Infectious Diseases Institute, Rambam Health Care Campus, Haifa, Israel; The Ruth and Bruce Rappaport Faculty of Medicine, Technion, Israel Institute of Technology, Haifa, Israel.
Infectious Diseases Institute, Rambam Health Care Campus, Haifa, Israel.
Clin Microbiol Infect. 2017 Sep;23(9):621-628. doi: 10.1016/j.cmi.2017.05.013. Epub 2017 May 18.
Infections complicating neurosurgery pose unacceptable mortality and morbidity.
To summarize what is known about the epidemiology, diagnosis and treatment of post-neurosurgical meningitis (PNM).
PubMed, references of identified studies and reviews, and personal experience when evidence was lacking.
The incidence and pathogen distribution of PNM is highly variable. A shift towards Gram-negative bacteria has been observed with use of antibiotic prophylaxis and antibiotic-coated devices directed mainly against Gram-positive bacteria. However, knowledge of the local epidemiology is necessary to treat PNM. The diagnosis of PNM is difficult because, unlike community-acquired meningitis, symptoms are less specific; patients are ill at baseline and many neurosurgical conditions mimic meningitis and cause cerebrospinal fluid (CSF) abnormalities. Pivotal CSF findings for diagnosis of PNM are the CSF glucose, CSF lactate and Gram stain. CSF leucocyte counts are not specific in PNM. Current diagnostic capabilities leave a non-negligible category of patients with microbiologically negative, uncertain diagnosis of PNM. There is no high-quality evidence on several cardinal issues in PNM management, including the effectiveness of intraventricular or intrathecal (IV/IT) antibiotics, effectiveness of dual antibiotic therapy for multidrug-resistant Gram-negative bacteria; clinical benefit of routine therapeutic drug monitoring; and safest timing of shunt replacement. Some data point to a potential benefit of IV/IT antibiotic treatment, mainly for PNM caused by carbapenem-resistant Gram-negative bacteria. Carbapenem-colistin combination therapy is suggested for PNM caused by carbapenem-resistant Gram-negative bacteria with a carbapenem MIC ≤8 mg/L.

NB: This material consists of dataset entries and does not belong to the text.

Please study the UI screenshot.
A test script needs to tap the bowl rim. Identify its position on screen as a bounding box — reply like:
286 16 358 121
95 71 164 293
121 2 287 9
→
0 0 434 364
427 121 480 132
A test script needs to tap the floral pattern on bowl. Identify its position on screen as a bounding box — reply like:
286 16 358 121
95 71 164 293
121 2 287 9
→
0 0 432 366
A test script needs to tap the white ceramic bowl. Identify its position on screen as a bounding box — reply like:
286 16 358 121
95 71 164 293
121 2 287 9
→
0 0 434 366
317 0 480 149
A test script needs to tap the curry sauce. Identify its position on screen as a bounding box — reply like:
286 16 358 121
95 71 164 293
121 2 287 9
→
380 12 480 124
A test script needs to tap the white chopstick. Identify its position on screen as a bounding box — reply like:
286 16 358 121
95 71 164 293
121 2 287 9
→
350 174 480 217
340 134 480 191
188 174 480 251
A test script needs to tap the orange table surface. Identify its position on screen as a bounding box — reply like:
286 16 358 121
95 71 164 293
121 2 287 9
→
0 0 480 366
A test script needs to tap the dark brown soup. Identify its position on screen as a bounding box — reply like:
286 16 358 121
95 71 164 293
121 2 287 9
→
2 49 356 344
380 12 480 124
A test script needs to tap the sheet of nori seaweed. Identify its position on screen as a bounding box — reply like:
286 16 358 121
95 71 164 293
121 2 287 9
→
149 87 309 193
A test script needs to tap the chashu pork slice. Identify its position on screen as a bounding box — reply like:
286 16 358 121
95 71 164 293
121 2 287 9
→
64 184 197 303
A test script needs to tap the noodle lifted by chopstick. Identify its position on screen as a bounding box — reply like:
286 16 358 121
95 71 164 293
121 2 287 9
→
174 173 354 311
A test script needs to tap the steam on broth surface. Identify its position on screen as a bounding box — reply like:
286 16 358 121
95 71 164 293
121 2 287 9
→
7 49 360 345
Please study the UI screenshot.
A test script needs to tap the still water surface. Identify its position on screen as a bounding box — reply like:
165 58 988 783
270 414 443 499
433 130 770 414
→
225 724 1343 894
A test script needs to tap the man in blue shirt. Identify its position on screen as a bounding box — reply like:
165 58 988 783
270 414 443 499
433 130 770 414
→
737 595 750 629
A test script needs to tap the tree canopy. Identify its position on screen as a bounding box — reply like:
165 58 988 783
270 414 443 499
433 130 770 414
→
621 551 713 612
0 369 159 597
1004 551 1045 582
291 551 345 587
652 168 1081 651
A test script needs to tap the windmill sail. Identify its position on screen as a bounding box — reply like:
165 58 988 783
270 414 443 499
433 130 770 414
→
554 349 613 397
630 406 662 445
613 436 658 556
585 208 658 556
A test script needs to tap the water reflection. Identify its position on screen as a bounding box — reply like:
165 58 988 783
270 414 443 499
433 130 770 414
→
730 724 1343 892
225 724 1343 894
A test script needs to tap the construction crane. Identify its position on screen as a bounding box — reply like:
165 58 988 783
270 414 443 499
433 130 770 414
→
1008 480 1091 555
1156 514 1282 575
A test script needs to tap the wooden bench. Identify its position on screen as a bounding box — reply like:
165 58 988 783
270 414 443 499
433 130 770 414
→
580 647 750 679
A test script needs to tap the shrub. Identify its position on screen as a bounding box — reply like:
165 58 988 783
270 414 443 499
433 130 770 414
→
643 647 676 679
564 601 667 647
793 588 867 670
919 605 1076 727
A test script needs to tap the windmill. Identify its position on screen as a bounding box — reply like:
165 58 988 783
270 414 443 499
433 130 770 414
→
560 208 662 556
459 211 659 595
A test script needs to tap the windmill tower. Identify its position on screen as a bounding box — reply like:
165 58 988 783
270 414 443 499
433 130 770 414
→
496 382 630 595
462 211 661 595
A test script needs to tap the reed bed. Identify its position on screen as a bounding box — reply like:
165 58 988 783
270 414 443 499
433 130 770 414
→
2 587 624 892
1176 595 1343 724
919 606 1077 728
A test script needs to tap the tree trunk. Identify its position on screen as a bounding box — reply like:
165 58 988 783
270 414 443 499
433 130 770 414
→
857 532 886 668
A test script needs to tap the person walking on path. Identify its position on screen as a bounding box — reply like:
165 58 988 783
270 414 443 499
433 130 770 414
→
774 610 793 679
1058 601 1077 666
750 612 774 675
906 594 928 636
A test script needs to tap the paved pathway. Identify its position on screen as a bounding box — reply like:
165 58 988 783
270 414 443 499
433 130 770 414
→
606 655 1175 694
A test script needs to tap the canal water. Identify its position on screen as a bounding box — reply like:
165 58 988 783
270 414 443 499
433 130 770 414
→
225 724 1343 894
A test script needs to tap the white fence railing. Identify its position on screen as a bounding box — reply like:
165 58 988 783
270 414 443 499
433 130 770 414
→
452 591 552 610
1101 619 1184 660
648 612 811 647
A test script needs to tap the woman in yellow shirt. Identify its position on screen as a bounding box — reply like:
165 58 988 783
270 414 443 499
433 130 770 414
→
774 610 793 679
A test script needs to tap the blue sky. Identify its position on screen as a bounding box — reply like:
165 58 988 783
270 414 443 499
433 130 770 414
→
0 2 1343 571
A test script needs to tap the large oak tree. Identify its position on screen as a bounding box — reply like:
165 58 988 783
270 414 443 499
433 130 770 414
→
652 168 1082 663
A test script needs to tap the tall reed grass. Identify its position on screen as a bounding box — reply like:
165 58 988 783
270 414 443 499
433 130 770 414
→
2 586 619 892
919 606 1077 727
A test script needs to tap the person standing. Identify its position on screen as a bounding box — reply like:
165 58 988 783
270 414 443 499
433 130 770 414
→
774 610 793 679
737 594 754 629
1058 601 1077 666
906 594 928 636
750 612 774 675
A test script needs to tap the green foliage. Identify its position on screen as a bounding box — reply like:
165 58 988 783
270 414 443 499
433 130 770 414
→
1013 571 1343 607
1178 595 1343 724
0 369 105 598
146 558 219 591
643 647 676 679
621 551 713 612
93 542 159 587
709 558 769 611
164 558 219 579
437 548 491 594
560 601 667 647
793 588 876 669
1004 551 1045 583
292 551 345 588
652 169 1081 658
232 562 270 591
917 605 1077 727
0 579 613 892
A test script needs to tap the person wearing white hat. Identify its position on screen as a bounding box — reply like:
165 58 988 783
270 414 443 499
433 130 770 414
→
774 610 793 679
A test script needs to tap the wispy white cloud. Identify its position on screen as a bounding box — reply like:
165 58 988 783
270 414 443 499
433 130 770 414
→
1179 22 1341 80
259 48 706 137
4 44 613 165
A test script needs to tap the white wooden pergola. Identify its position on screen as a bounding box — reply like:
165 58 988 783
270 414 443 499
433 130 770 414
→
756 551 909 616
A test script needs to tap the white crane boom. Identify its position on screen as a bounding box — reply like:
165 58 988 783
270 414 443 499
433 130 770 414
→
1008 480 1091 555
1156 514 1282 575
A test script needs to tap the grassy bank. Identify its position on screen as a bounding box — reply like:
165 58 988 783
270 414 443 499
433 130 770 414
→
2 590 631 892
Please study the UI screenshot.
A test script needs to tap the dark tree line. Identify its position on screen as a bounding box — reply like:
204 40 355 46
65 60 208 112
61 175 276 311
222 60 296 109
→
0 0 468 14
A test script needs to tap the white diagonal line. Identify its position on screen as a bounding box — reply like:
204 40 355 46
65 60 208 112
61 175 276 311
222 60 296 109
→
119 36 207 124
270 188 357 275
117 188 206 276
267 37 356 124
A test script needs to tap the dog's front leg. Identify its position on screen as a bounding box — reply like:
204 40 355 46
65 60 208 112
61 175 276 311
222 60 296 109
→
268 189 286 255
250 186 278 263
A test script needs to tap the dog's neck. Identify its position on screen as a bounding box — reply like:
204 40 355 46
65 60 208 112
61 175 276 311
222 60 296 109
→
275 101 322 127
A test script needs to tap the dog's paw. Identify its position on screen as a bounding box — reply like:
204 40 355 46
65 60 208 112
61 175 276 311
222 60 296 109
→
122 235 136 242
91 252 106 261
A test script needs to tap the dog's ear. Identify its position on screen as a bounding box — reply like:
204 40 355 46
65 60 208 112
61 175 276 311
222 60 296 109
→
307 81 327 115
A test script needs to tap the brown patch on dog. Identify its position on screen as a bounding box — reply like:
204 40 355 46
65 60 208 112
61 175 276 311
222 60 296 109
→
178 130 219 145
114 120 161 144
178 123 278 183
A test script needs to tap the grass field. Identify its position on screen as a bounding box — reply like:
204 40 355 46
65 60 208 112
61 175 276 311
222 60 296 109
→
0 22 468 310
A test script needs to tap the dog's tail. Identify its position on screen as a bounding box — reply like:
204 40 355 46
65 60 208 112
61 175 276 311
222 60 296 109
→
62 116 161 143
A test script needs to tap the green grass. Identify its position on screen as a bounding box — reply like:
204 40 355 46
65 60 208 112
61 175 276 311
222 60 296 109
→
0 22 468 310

Guiding the optimal management of PNM will necessitate collaborative multicentre efforts and unique study designs.
神经外科术后感染会导致不可接受的死亡率和发病率。
总结神经外科术后脑膜炎(PNM)的流行病学、诊断和治疗。
PubMed、已确定研究和综述的参考文献,以及缺乏证据时的个人经验。
PNM 的发病率和病原体分布差异很大。随着抗生素预防和主要针对革兰阳性菌的抗生素涂层器械的使用,革兰阴性菌的比例有所增加。然而,了解当地的流行病学情况对于治疗 PNM 是必要的。PNM 的诊断较为困难,因为与社区获得性脑膜炎不同,其症状不那么具有特异性;患者在发病前就已处于患病状态,许多神经外科疾病会模仿脑膜炎并导致脑脊液(CSF)异常。诊断 PNM 的关键 CSF 发现是 CSF 葡萄糖、CSF 乳酸和革兰氏染色。CSF 白细胞计数在 PNM 中不具有特异性。目前的诊断能力使得相当一部分微生物学阴性、PNM 诊断不确定的患者无法明确诊断。在 PNM 管理的几个关键问题上,包括脑室或鞘内(IV/IT)抗生素的有效性、针对多药耐药革兰氏阴性菌的双联抗生素治疗的有效性、常规治疗药物监测的临床获益以及分流器更换的最佳时间,都没有高质量的证据。一些数据表明 IV/IT 抗生素治疗可能有潜在益处,主要针对碳青霉烯类耐药革兰氏阴性菌引起的 PNM。对于碳青霉烯 MIC≤8mg/L 的碳青霉烯类耐药革兰氏阴性菌引起的 PNM,建议使用碳青霉烯-黏菌素联合治疗。
指导 PNM 的最佳管理将需要协作的多中心努力和独特的研究设计。